El Conde Glandyth volvió a escupir. Esta vez directamente al rostro de Córum.
—Te he dicho que ya sé lo que los Vadhagh piensan de nosotros. Sé lo que pensaban los Nhadragh antes de que los hiciéramos nuestros perros de caza. Es vuestro orgullo lo que os ha destruido, Vadhagh. Los Nhadragh aprendieron a dejar a un lado la soberbia, y sobrevivieron algunos de ellos. Así nos aceptaron como sus amos. Pero los Vadhagh no podíais hacerlo. Cuando llegamos a vuestros castillos, nos ignorasteis. Cuando reclamamos tributos, no contestasteis. Cuando os dijimos que erais nuestros servidores, fingisteis no comprender. Así que nos dedicamos a castigaros. Y no ofrecisteis resistencia. Os toruramos y, en vuestro orgullo, no quisisteis jurar que seríais nuestros esclavos, como los Nhadragh. Perdimos la paciencia, Vadhagh. Decidimos que no merecíais vivir en la misma tierra que el gran rey Lyr-a-Brode, ya que no admitíais ser sus vasallos. Por eso es por lo que nos dedicamos a mataros a todos. Merecíais esta Condena.
Córum miró al suelo.

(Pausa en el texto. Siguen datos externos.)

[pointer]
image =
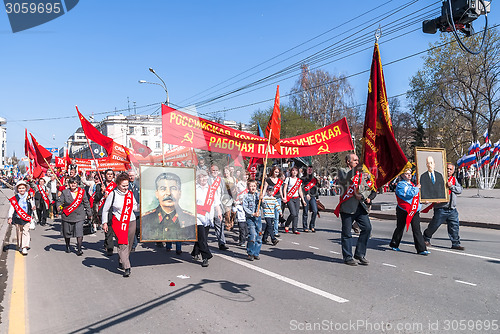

Así que era el orgullo lo que había acabado con la raza Vadhagh.
Levantó de nuevo la cabeza y le devolvió la mirada a Glandyth.
—Sin embargo, espero —dijo Córum— que podré mostraros que el último de los Vadhagh puede comportarse de otro modo.
Glandyth se encogió de hombros y se volvió para dirigirse a sus hombres.
—No tiene ni idea de lo que nos mostrará muy pronto, ¿verdad, muchachos?
Los Mabdén rieron.
—¡Traed el tablero! —ordenó el Conde Glandyth—. Creo que vamos a empezar.
Córum les vio traer una gran plancha de madera. Era gruesa, sucia y con agujeros. Junto a cada una de sus cuatro esquinas habían sido fijados trozos de cadena. Córum empezó a preguntarse cuál sería el objeto del tablero.
Dos Mabdén le tomaron de los brazos y le llevaron hacia el tablero. Otro trajo un cincel y un martillo de hierro. Empujaron a Córum de espaldas contra el tablero, que ahora estaba apoyado en el tronco de un árbol. Utilizando el cincel, un Mabdén apartó de él las cadenas; entonces le agarraron por los brazos y las piernas fueron agarrados y le extendieron sobre el tablero mientras le sujetaban a las cadenas con remaches nuevos. Córum podía oler la sangre seca. Podía ver que el tablero estaba acribillado de marcas de cuchillos, espadas y hachas, y que habían sido disparadas flechas contra él.
Estaba en la tabla de un carnicero.
La sed de sangre de los Mabdén se incrementaba. Los ojos les brillaban con el fuego, su respiración emitía vapor y las aletas de sus narices se abrían. Lenguas rojas lamían labios gruesos, y leves sonrisas de anticipación aparecieron en varios de los rostros.
El Conde Glandyth supervisó la fijación de Córum al tablero. Se acercó y se puso frente al Vadhagh, sacando un puñal fino y agudo de la cintura.
Córum contempló cómo la hoja se acercaba a su pecho. Se oyó un sonido de desgarramiento cuando el cuchillo arrancó de su cuerpo la camisa de samita.
Lentamente, con una sonrisa cada vez más amplia, Glandyth-a-Krae trabajó sobre el resto de las vestiduras de Córum, dibujando con el cuchillo sólo de vez en cuando una fina línea de sangre sobre su cuerpo, hasta que por fin Córum se encontró completamente desnudo.
Glandyth dio un paso atrás.
—Ahora —dijo jadeando— sin duda te preguntarás qué te vamos a hacer.